Kampala    In our last day of meetings, we wanted to make sure we had a way forward in Uganda, not only for potential organizing, but to begin the work with an initiative in community radio.  The more we puzzled over the paths forward, choosing first one direction, and then another, and then both, we realized that despite believing earlier that the process might be quick, in reality it could take years to achieve, certainly one to three at the least.  Even as we moved in these directions, I wanted to make sure the trip to Kampala had been worth the time and trouble for my colleagues as well as myself and our scarce resources.

            Why not start with an internet radio station?  At the least, a block of programming on acornradio.org, perhaps 10 to 16 hours on a weekend at the beginning to prepare for a launch of uganda acorn radio.

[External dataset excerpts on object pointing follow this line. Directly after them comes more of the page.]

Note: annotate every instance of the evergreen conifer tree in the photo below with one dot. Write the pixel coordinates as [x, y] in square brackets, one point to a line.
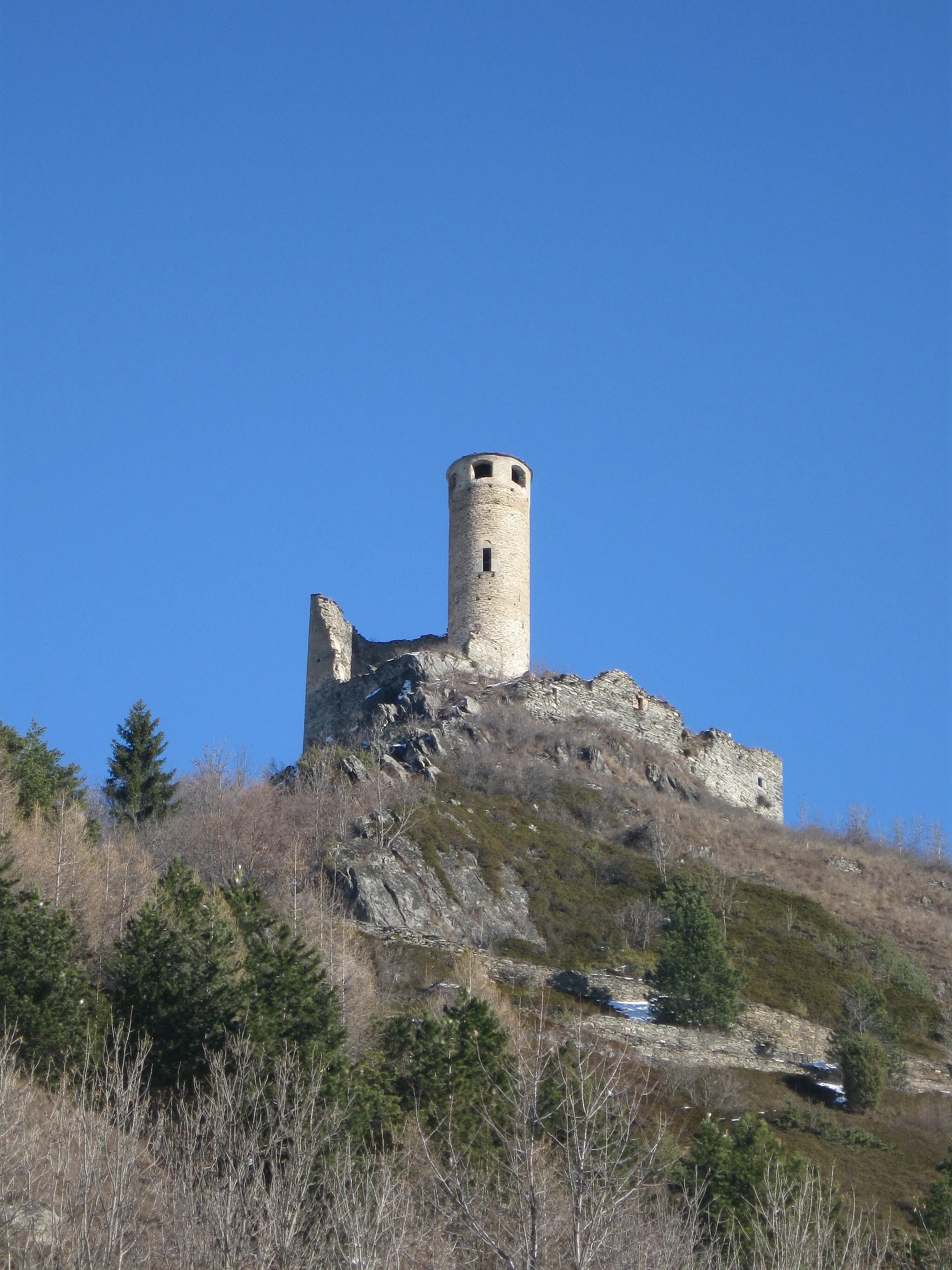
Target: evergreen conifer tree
[456, 1061]
[139, 788]
[41, 778]
[45, 996]
[290, 1001]
[695, 981]
[176, 977]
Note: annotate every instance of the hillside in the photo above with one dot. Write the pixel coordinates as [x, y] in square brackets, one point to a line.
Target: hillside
[527, 860]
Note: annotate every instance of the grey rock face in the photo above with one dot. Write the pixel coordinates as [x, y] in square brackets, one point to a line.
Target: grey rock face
[395, 890]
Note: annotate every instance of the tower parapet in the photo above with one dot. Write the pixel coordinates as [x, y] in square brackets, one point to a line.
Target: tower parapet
[489, 563]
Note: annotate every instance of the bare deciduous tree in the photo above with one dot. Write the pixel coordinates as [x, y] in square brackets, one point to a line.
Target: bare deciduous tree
[639, 920]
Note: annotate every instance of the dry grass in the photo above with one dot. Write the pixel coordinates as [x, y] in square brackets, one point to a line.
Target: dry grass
[900, 896]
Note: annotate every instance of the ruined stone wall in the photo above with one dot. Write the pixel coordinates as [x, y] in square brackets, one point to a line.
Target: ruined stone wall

            Looking at the population statistics for Uganda, we could almost see this relatively small country swelling before our eyes.  The estimates showed more than forty-one million people in 2017, an over three million increase in one year, compared to the same amount over the previous five years.  Internet penetration was estimated at over 31%, although these figures are notable for their hard rock boosterism.  Under any terms with the right approaches, we would build listenership, and would do so nationally, even if our primary intentions were in Kampala and Arua in the northwestern part of the country.

            Other research we uncovered, as we met on the patio of the Kampala Kolping Hotel, examined the state of community radio in the country.  The authors argued that there was nominally a half-dozen, but in their report treated the efforts with skepticism.  Most were in rural areas of the country.  One of the larger was organized by women journalists and called MAMA.  We couldn’t find a listing on their website or the governments on the power of their broadcast, but they claimed on their website that their signal could reach thirteen million people in a huge area covering most of the southern part of the country.  Who knows?  But at least we might not be alone.

            Once I broached starting, even with this tentative first step, my colleagues responded enthusiastically.  We made lists and workplans.  We huddled over a computer, when we were able to get on the internet, and looked at equipment price lists and debated local purchase versus shipping overseas.  We talked about the languages and content of programming.  We covered any topic we could think of until the day was fading, buses and work were calling my friends, and my time was running out in Uganda.

            I even found myself crawling around behind the hotel and measuring in my mind’s eye whether an antenna on top of this Catholic NGO’s hotel might be enough with some power to reach the slums spread out all around us.

            From such small beginnings, we will see what we can make happen in the coming months and years.